Volume 41, Number 1: January/February 2007

New Clothes, Same Old Canadian Thinking

There are Aboriginal lawyers, doctors, judges, professors, teachers, architects, engineers, writers, musicians, artists, politicians, corporate executives, bureaucrats. In fact, Aboriginal peoples can be found in all walks of life today. But for most Aboriginal people in Canada, descendants of the first occupants of this land, whether they live in the cities or the country, poverty is an everyday reality. In this time and place, poverty means shame, constant worry and fear.

In Canada, we newcomers take pride in not having fought Indian wars in order to take possession of the territory. We take pride, that is, in having made solemn treaty promises and then broken them. We used economic deprivation to drive Aboriginal peoples into signing treaties. And then we ignored the solemn promises that were made. Today, as in the past, economic deprivation is the great piston that drives the capitalist motor. That means the poverty, and the shame, and the constant worry, and the fear are tools of this system. And so, modern treaties get signed. More promises are made. Everyone shakes hands and smiles for the cameras and feels good. Real optimistic.

Another kind of poverty lies in the ideas that continue to be the foundation of Aboriginal policy-making, in the smugness of the cozy consensus that has circulated among political elites around Aboriginal issues for the last century and a half. The party of the Right and the party of the far Right, and the media that serve their interests, want to see “progress” in Aboriginal communities through “modernization” and “development.” Each new set of proposals comes with these three heralds: development, modernization, progress. Each generation brings a new set of the same proposals with the same heralds. If you follow this long enough, and read some of the history around it, it gets rather depressing. How much more progress can these communities take?

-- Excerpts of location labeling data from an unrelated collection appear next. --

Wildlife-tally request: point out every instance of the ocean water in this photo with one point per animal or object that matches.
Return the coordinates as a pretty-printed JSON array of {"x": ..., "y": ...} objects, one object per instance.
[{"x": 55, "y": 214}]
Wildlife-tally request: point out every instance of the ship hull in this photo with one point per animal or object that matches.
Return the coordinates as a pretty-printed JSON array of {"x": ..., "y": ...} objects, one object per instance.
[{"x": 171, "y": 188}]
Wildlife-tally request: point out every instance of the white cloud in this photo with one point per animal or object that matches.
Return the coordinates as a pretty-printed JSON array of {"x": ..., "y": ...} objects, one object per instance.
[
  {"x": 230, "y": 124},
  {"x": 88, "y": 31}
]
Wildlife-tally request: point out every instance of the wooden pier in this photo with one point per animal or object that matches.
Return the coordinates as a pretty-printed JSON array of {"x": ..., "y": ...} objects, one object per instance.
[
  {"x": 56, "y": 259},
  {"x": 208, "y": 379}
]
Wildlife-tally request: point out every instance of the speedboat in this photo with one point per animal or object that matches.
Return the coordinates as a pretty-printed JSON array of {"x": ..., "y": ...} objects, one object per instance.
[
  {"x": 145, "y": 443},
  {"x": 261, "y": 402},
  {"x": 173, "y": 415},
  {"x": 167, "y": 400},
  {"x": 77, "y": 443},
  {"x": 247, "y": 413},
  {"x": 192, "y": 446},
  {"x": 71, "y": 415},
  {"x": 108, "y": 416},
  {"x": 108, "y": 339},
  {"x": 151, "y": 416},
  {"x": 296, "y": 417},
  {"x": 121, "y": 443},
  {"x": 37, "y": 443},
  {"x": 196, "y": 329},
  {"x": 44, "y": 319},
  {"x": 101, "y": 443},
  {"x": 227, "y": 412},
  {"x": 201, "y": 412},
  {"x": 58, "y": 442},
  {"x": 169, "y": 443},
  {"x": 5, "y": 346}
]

When the poorly funded infrastructure problems on reserves reach epidemic levels, as recently at Kashechewan in northern Ontario, the response is nothing short of an incredible wave of breathtaking stupidity: Politicians and their media friends are talking seriously about wholesale relocation of the community to Timmons. Anyone contemplating the relocation of Kashechewan should read Ila Bussidor and Usten Bilgen-Reinart’s Night Spirits, which deals with the relocation of the Sayasi Dene from Duck Lake to Churchill and, after more than a decade of misery in a government-built, locally stigmatized shantytown; the courageous return of the people to their traditional lands; and the setting-up of the community of Tadoule Lake. In spit of compelling historical examples and in spite of the fact that Cree from Kashechewan have lived since the world was new in their northern territories, and signed a treaty that promised they could live their life ways “for as long as the sun shines, the grasses grow and the rivers flow,” one hundred years later it has become convenient to forget those promises, ignore all those historical examples and get on with full-scale assimilation. Again.

Isn’t it interesting that Aboriginal communities, which will be in the north for the indefinite future, have vastly poorer infrastructures than non-Aboriginal industry towns in the north, which will last a couple of generations at most? The Aboriginal communities have no tax base. They rely on the federal government for funding. The industry towns have a real-estate tax base. No one has ever thought of funding infrastructure on reserves based on taxes from any “development” on their home territories. The mines, the hydro projects, the timber would be a source of some local wealth, rather than, when all the dollars are pumped south and environmental degradation is left up north, a source of local misery.

While the Left has a strong empathy for Aboriginal issues and feels a natural constituency among Aboriginal peoples, it has not in practice done very well at reaching across the cultural boundary. Like the Right, it comes with a self-enclosed set of prescriptions and solutions, and, like the Right, it comes educated in a sanctioned ignorance of colonial history and reality. Yet, we have much to learn from Aboriginal peoples, many of whom are far more “developed” than their Western neighbours when it comes to democratic decision-making forms; when it comes to building communities that deserve the name of community; when it comes to maintaining a sustainable balance with their ecological settings; and when it comes to asking spiritual questions in an open, curious, non-sectarian and non-institutional way.

There are leaders among Aboriginal peoples in urban centres and rural communities all across Canada. Their messages do not come in pre-packaged words that we can fit into our already-existing ideologies. But they are compelling, and it is our urgent task to have the patience and openness to listen, to learn.